CHAPTER XVI
JOCK'S INHERITANCE
MARIE LAING wrote and asked Orris and her husband up to town for a week. She lived in a small house in Kensington Gore. She told Orris frankly why she wanted them both.
"You've been married in such a hole-and-corner style that your friends in town are wondering what your husband is like. And I want them to see that you have married a gentleman and one who can hold his own with any. I think it is his due to be recognized by your relatives. I shall give one or two quiet dinners and invite some of your old friends. Don't lose sight of us, for I tell you that we expect to be entertained by you later on. You must not seclude yourself in the country and get out of touch with civilization."
At first Orris thought she would keep this letter to herself, but she had been so accustomed to tell Jock everything that she put it into his hand.
"We can afford to laugh at Marie and her fussiness," she said, "but all the same, I think we'd better go. I should like to have a week in town."

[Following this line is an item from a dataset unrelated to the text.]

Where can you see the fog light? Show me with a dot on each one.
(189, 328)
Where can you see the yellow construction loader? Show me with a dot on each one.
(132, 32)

A dark flush mounted to Jock's cheeks as he read the letter; then he tossed it back to her.
"I don't see myself being dragged up to town to be shown off like a tame monkey," he said hotly.
"Oh, Jock, don't be so foolish! I wish I had not shown you the letter. We can afford to laugh at her. But at the same time, I should like to accept the invitation."
"Then you can accept it, but don't include me."
"I should not think of going without you."
They were facing each other now. Orris with a worried pleading look in her eyes, but with determination about her lips; Jock with grim-set mouth, and shoulders set taut and square, a sign of extreme obstinacy.
"You will not come if I ask you?" Orris said.
"Not if you go down on your knees to me," Jock snapped out.
And then very quietly, without another word, Orris left the room.
She went upstairs to her little sitting-room, and there, sitting in a low chair by the window, she cupped her chin in her hands and pondered over the situation.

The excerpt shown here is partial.